Marcel Keizer caiu como um castelo de cartas; afinal, aquela que foi apelidada de melhor época do clube nos últimos anos não foi mais do que uma máscara para os graves problemas da equipa dentro e fora do campo. Ou melhor, fora e dentro do campo. É impossível ignorar o que aconteceu em Alcochete, mas de ontem para hoje continuamos sem ver os melhores executantes juntos em campo. Não por lesões, expulsões ou condicionamentos de outra ordem. Mesmo com Silas, ainda estamos longe de ver Camacho, Plata, Vietto e Bruno no mesmo onze. A qualidade de jogo tem subido de forma gradual, mas é mais do que uma evidência que há jogadores a jogar (havendo outros melhores) que só não estragam um em cada trinta lances.
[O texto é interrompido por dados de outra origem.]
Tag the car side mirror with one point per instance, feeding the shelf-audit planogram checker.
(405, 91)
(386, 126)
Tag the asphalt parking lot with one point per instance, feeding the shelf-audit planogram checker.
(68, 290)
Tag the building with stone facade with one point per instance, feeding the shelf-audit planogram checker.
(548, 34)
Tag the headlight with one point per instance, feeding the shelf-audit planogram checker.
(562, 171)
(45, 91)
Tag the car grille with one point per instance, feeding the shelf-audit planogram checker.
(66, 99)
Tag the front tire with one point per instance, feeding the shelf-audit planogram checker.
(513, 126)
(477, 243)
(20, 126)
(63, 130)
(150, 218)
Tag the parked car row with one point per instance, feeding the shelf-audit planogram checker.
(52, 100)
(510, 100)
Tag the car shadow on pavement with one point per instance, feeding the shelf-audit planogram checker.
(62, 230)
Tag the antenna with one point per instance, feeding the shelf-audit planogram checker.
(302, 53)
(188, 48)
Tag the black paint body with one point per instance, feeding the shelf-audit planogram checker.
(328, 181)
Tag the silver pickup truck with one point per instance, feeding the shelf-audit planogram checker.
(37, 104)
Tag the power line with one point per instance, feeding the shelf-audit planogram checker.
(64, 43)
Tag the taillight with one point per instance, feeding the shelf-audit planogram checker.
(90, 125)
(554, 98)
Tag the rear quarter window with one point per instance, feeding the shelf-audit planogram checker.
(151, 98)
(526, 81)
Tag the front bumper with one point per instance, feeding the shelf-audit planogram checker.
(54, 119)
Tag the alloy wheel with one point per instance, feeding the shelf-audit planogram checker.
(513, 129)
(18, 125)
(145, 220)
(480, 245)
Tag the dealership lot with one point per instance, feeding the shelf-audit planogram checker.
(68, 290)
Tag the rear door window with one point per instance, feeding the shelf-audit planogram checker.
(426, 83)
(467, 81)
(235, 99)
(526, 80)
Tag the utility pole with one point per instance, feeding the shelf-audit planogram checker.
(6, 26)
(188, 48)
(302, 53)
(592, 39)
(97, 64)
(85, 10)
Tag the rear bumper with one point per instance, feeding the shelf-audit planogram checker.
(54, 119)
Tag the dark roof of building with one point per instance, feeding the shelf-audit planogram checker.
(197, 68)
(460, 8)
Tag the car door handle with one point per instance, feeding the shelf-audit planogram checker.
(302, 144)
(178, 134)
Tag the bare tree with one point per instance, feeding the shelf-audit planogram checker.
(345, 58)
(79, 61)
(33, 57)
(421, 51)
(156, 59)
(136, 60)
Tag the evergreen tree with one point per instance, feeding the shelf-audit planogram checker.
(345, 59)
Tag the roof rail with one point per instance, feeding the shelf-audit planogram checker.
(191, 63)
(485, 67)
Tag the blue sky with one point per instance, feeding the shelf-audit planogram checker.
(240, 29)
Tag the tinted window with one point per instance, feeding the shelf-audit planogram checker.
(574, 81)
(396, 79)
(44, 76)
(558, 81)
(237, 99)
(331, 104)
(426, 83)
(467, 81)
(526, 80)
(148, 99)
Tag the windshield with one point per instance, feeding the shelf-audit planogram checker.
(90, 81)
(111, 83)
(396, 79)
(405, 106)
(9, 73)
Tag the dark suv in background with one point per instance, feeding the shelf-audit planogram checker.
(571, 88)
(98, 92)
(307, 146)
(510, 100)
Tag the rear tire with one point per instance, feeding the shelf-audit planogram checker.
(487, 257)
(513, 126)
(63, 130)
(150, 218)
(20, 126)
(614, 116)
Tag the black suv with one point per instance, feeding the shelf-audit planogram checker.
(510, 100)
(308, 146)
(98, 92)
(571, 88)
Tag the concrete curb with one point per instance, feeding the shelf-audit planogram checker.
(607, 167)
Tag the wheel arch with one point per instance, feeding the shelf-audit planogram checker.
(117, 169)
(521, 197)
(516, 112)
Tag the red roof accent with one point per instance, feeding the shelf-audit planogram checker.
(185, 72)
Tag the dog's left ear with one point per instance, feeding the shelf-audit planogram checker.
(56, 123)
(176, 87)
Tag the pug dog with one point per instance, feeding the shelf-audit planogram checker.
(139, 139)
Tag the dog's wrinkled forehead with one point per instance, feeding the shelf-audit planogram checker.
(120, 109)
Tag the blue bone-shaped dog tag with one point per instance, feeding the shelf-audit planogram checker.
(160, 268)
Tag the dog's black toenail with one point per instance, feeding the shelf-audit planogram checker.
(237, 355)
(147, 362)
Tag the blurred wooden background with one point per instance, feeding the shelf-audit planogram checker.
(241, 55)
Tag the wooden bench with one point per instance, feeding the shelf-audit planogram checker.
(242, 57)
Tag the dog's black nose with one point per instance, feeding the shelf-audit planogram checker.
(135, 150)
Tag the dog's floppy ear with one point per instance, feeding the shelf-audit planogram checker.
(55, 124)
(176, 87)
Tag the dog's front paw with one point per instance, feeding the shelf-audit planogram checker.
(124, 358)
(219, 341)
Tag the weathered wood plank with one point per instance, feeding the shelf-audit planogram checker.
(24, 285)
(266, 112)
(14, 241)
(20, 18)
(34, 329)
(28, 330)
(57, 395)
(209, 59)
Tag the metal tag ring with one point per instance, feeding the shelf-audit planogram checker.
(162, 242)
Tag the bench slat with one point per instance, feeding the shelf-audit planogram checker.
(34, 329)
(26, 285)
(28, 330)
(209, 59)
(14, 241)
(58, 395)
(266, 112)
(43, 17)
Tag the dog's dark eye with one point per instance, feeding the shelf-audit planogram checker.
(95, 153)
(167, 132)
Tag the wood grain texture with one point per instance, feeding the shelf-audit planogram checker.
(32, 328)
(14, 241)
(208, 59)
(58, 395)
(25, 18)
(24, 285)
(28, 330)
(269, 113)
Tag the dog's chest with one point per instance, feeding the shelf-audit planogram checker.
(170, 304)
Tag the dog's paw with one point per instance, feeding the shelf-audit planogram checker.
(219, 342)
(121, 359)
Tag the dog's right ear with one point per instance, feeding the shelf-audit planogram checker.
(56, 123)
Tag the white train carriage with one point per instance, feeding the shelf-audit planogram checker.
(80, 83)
A equipa de Sérgio Conceição é o reflexo do futebol em Portugal. Consegue ser carne e peixe ao mesmo tempo. E, mais ainda, não entende que não assumir determinado perfil é mais prejudicial do que catalisador. Quando lança os monstros físicos, é uma equipa absolutamente previsível, sem criatividade, sem qualidade técnica e com movimentos ofensivos que apenas permitem arrombar o seu adversário derrubando-os. Vai resultando na maior parte dos jogos, porque os detalhes têm caído para os lados do Dragão, mas os adeptos não têm estado nada satisfeitos com o nível exibicional da equipa - e a renúncia que fazem nas presenças ao estádio corroboram essa impressão. O Porto não galvaniza, não dá o sinal de dentro para fora para entusiasmar quem os vê, não aposta nos jogadores mais diferenciados e é por isso que os adeptos se afastam gradualmente da equipa por qualquer dificuldade que surja. Mas, temos visto nos últimos jogos uma intenção e um perfil individual diferente. Ganha o Porto consecutivamente, ganham os adeptos que lamentam não ter ido ao estádio, ganham os jogadores e o clube que se valorizam, e ganha qualquer espectador que gosta de ver futebol. O segredo é olhar para os Fábios e para o Tomás e perceber o que os torna diferentes. Se assim for, teremos um Porto absolutamente arrebatador por força da qualidade que existe,
Bruno Lage começou do zero. É campeão, mas parece que não foi, sobretudo se pensarmos nas condições em que foi e na recuperação que o fez. O segredo é olhar menos para os títulos, menos para o resultado, e mais para o que a equipa fez para o conseguir. A equipa sempre apresentou dificuldades em ataque posicional, e no início não fez por tornar compatíveis RDT e Seferovic. Apresentou várias soluções até chegar a Chiquinho, Vinícius (que me está a surpreender pelo que dá para lá dos golos) e Pizzi. Encontrou Adel para fazer dupla com Gabriel - e de repente temos Benfica. Não é a minha equipa de eleição com as ideias ofensivas e defensivas que entendo como as melhores; mas é uma equipa que soube juntar alguns jogadores (por mérito do seu treinador) que fazem toda a diferença naquilo que ele quer. Resta saber quando é que Dantas irá aparecer para vingar tendo em conta toda a qualidade que tem.